Sem decepção
Os Jogos Olímpicos motivaram reações passionais nos torcedores, especialmente nas redes sociais. No entanto, nem sempre o público consegue alcançar tudo o que acontece dentro e fora das quadras, estádios e ginásios
Os Jogos Olímpicos são sempre uma grande oportunidade de conhecer grandes histórias e testemunhar encontros memoráveis. Para quem não acompanha de perto as rotinas e modalidades de esportes que nem sempre estão tão em evidência, é um pouco mais difícil acessar essas trajetórias. Os ciclos apresentam atletas, esportes e grandes exemplos. Nessas Olimpíadas, especialmente – como o Japão, de maneira fantástica, mostrou na cerimônia de abertura -, ficou muito bem demonstrado como o período da pandemia também afetou de maneira contundente a vida dos atletas.
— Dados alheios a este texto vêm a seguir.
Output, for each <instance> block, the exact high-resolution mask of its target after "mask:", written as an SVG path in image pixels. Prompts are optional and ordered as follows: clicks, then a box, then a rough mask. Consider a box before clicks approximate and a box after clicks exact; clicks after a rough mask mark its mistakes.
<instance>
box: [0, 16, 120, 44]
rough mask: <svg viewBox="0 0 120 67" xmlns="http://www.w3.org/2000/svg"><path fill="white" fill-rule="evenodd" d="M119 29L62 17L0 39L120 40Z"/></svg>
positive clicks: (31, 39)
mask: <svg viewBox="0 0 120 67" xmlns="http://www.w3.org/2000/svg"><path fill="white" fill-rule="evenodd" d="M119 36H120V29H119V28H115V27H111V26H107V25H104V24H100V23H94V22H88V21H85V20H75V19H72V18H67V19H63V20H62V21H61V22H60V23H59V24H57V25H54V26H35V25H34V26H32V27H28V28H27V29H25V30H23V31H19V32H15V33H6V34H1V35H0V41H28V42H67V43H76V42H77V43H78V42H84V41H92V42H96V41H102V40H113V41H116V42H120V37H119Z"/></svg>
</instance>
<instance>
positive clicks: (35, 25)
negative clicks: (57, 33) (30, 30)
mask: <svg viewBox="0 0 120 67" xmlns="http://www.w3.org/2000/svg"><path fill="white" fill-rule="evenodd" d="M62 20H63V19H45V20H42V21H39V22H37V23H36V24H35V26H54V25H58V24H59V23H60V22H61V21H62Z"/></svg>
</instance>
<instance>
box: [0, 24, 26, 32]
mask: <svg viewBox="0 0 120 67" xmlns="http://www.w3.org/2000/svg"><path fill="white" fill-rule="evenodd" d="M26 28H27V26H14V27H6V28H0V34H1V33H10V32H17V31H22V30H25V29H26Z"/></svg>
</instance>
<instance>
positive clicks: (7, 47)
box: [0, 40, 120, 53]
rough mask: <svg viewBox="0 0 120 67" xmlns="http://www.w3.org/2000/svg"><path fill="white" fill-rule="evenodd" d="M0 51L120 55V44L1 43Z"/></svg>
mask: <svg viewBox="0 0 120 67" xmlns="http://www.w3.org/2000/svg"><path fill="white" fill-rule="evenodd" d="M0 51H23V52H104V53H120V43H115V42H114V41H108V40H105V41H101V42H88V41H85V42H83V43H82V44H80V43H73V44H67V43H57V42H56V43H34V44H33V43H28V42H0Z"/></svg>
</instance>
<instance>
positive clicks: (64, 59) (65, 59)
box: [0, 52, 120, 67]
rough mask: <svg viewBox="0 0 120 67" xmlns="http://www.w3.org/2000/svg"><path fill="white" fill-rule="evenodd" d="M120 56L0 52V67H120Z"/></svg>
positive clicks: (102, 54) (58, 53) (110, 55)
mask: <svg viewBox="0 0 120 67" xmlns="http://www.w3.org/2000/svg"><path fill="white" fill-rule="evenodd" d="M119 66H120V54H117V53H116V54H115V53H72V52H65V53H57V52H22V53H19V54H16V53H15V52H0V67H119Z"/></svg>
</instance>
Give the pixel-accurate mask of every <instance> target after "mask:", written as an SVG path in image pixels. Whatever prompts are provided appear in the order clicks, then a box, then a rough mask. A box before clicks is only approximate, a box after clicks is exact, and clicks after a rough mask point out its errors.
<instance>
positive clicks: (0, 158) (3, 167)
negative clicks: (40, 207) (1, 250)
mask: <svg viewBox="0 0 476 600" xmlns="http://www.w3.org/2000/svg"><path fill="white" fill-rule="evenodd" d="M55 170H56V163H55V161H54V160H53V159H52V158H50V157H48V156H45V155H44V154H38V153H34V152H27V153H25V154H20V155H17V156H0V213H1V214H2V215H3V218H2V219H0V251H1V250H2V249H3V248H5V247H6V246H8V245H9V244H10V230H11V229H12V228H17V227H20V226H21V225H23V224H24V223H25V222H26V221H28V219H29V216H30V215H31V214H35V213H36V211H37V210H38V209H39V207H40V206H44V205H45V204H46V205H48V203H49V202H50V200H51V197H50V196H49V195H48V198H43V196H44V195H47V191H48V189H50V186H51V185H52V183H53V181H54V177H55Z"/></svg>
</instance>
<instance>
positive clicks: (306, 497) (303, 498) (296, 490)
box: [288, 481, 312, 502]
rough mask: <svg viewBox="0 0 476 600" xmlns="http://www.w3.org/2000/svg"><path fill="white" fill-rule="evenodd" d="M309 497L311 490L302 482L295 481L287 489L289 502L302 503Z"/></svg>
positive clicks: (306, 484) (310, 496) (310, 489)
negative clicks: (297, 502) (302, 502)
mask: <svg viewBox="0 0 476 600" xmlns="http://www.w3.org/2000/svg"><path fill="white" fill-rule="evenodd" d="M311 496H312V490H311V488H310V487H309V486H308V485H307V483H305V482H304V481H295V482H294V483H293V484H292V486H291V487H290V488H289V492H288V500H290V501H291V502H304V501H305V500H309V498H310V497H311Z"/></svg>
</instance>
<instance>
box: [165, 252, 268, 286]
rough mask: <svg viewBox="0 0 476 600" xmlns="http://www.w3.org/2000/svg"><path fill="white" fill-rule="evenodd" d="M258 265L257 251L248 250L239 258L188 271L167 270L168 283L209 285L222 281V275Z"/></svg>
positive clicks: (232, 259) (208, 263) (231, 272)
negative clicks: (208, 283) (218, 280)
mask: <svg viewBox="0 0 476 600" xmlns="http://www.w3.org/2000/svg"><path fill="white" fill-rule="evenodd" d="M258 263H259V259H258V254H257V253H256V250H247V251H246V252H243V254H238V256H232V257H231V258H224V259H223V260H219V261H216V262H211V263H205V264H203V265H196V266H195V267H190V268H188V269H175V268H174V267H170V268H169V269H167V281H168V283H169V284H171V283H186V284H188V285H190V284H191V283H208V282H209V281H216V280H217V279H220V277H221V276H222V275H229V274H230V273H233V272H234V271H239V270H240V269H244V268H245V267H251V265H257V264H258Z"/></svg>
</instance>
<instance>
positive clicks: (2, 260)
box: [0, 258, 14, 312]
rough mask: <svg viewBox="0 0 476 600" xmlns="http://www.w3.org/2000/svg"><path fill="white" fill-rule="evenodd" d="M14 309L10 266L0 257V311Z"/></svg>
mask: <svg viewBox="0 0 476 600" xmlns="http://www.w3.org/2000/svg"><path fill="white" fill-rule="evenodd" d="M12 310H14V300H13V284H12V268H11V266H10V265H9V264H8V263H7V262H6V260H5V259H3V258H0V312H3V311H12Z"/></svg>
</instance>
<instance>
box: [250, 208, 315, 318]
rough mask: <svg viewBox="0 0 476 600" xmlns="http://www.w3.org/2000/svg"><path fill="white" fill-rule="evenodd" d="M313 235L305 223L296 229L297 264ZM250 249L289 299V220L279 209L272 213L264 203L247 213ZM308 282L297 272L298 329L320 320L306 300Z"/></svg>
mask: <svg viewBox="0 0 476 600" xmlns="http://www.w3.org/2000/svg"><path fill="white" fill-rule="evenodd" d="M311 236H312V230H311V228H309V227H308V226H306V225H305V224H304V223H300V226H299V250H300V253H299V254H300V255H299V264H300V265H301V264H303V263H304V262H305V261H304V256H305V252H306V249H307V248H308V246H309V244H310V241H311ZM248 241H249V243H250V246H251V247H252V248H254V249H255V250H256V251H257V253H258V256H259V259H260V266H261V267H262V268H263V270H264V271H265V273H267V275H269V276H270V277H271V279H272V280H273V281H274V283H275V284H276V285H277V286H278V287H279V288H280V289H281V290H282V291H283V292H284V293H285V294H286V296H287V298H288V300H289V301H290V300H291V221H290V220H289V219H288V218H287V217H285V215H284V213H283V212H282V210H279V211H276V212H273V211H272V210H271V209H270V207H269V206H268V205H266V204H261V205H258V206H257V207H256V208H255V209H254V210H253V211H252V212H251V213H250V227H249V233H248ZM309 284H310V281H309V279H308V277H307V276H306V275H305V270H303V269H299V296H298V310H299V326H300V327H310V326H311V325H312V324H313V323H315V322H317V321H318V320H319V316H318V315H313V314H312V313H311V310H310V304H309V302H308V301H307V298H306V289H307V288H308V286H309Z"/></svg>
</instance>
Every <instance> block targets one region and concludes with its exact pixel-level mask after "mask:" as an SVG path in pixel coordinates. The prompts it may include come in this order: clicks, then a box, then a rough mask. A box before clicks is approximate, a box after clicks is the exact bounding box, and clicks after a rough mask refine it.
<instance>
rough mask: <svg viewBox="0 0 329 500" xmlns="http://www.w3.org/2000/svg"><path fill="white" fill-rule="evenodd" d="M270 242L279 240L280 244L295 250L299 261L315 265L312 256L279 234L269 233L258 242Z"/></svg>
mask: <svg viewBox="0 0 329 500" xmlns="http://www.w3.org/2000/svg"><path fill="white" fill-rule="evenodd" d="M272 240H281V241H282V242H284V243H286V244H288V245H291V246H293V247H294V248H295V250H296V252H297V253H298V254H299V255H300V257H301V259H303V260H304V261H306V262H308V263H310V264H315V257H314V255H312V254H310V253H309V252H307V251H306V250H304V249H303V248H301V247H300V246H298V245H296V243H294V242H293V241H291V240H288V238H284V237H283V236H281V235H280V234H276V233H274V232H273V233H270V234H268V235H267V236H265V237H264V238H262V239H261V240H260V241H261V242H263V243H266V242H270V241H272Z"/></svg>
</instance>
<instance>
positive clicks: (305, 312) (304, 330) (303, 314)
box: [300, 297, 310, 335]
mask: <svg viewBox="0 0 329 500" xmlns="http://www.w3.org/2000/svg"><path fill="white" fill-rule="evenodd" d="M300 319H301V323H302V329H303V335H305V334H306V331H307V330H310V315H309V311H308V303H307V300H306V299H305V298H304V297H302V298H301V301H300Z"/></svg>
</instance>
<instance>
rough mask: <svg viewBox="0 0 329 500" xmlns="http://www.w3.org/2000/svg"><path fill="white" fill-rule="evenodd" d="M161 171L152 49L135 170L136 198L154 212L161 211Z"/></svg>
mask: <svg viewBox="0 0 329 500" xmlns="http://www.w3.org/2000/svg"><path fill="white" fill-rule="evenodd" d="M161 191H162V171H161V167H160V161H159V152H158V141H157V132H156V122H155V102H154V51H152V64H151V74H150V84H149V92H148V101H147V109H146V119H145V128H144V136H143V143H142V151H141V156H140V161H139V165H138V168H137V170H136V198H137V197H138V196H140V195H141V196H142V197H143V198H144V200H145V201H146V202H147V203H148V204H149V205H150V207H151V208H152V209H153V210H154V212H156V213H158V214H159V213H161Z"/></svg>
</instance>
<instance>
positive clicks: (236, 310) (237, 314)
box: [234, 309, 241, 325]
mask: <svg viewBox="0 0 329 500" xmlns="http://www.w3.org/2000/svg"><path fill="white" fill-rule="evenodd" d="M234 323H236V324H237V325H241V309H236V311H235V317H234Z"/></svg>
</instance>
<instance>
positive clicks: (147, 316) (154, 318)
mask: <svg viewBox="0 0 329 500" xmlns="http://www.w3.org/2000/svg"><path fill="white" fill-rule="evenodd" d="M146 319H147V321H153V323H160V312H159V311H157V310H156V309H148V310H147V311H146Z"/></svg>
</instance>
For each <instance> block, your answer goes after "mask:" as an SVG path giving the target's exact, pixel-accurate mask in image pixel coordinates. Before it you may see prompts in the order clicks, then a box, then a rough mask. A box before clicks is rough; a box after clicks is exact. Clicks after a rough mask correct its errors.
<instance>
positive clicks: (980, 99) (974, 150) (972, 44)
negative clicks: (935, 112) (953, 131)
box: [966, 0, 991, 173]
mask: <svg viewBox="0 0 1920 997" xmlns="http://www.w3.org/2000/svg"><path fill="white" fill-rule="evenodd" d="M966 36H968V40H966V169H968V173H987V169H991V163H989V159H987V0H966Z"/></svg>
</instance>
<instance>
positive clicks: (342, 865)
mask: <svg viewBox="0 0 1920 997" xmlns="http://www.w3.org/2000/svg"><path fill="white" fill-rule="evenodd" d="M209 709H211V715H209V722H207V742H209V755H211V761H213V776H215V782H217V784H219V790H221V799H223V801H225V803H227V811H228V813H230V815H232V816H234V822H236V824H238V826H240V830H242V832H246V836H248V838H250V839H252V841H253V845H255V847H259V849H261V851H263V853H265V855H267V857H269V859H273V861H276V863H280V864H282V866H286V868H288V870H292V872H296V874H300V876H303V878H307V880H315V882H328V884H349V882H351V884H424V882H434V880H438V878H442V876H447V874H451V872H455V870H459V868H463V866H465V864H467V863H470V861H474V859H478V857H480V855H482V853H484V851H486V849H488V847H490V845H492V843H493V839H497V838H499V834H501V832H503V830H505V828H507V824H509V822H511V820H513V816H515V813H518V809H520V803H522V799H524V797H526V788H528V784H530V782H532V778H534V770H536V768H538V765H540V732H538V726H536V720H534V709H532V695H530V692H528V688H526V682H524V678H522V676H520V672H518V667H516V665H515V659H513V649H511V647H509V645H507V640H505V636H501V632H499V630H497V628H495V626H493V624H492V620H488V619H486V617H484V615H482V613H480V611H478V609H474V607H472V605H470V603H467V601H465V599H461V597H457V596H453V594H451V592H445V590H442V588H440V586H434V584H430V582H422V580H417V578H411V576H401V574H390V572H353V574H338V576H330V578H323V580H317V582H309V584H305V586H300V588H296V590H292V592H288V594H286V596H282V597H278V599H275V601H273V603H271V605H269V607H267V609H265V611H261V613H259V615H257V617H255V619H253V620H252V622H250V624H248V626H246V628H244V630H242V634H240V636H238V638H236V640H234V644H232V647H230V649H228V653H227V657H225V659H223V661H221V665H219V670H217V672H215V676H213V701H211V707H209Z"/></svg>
Campeonatos cancelados em cima da hora, seletivas sem qualquer previsão de realização, condições difíceis de treino, perda de patrocinadores, além de toda a tensão causada pela própria pandemia. Eles viveram cada uma de todas as dificuldades e problemas que toda a população mundial compartilhou, e mais, muitos ainda se recuperam dos efeitos da internação pela Covid-19. Mesmo assim não deixaram de participar. Seja por eles mesmos, pelo sonho, pelo orgulho de representar suas nações, para quebrar recordes ou por qualquer outro motivo que seja.
Cada edição da competição deve ser vista nos detalhes. Mas, nesse caso, é preciso considerar muitos fatores a mais do que o desempenho de cada um dos participantes. Nas redes sociais, as palavras decepção, frustração e fracasso têm sido empregadas recorrentemente para descrever a forma como várias seleções foram eliminadas, ou porque grandes estrelas deixaram os jogos sem alcançar o pódio, como era esperado.
As medalhas premiam o grande momento de um atleta que vemos acontecer. Uma fração de tempo que nem de longe representa todo o suor derramado, as renúncias, os problemas pessoais e profissionais, a dedicação, os ‘perrengues’ pelos quais aquele indivíduo passou para conseguir acessar aquele resultado.
Há atletas brasileiros que treinaram em açudes, porque não havia lugar adequado para fazê-lo; usaram terrenos baldios para conseguir manter a preparação; alguns chegaram a ser entubados por Covid-19 e estão longe do condicionamento que costumam apresentar. Todos torcemos por vitórias, boas partidas, pontos e placares favoráveis. Porém, esquecemos que, por estarem entre os participantes, os atletas já estão entre os melhores do mundo. Isso, ninguém é capaz de tirar deles.
Dos nossos sofás, debaixo das nossas cobertas, damos pitaco em tudo, como se nós fôssemos os especialistas. Isso acontece porque nós não temos a menor ideia de quanto pesa a responsabilidade que eles carregam. Criticamos a escalação dos esportes em grupo, questionamos os movimentos escolhidos em provas de precisão, não lidamos bem com as derrotas. Isso nos leva às cobranças. A internet estreitou os laços entre as torcidas e os jogadores, e isso faz com que os comentários feitos no calor da emoção atinjam os jogadores que já estão expostos a todas as fragilidades mencionadas. Isso não significa, em absoluto, que precisamos deixar de expor nossas opiniões. É hora, no entanto, de começar a comentar de maneira mais responsável, escolher melhor as palavras que usamos.
Falamos tanto sobre saúde mental, sobre a coragem dos participantes que expressaram suas vulnerabilidades, e insistimos em contribuir para o achincalhamento dessas pessoas em praça pública. Reconhecer o feito de estar entre os melhores do mundo, aproveitar a oportunidade para ressaltar a relevância que o esporte tem na vida de tantos, apresentar as diferentes modalidades em competições éticas, em que há respeito aos adversários e, sobretudo, à própria prática esportiva e fazer o mundo parar para conhecer essas histórias e essas realizações é o legado mais interessante que se pode deixar. Ainda mais em um momento tão delicado.
As Olimpíadas de 2021 vão deixar grandes inspirações e saudades imensas. Tomara que também nos traga o companheirismo que os jovens estreantes do skate brilhantemente demonstraram, a capacidade de autocrítica feita pelos jogadores do vôlei de praia e o orgulho das realizações e o reconhecimento dos esforços das pessoas que vieram antes, como perfeitamente destacou Alisson dos Santos ‘Piu’, medalhista de bronze no atletismo, que reforçou sereno que não entrou sozinho na pista, levou com ele o sonho sonhado por muita gente. Particularmente, levo comigo a lição da comemoração de cada uma das nossas vitórias, ainda que seja desistir no momento certo.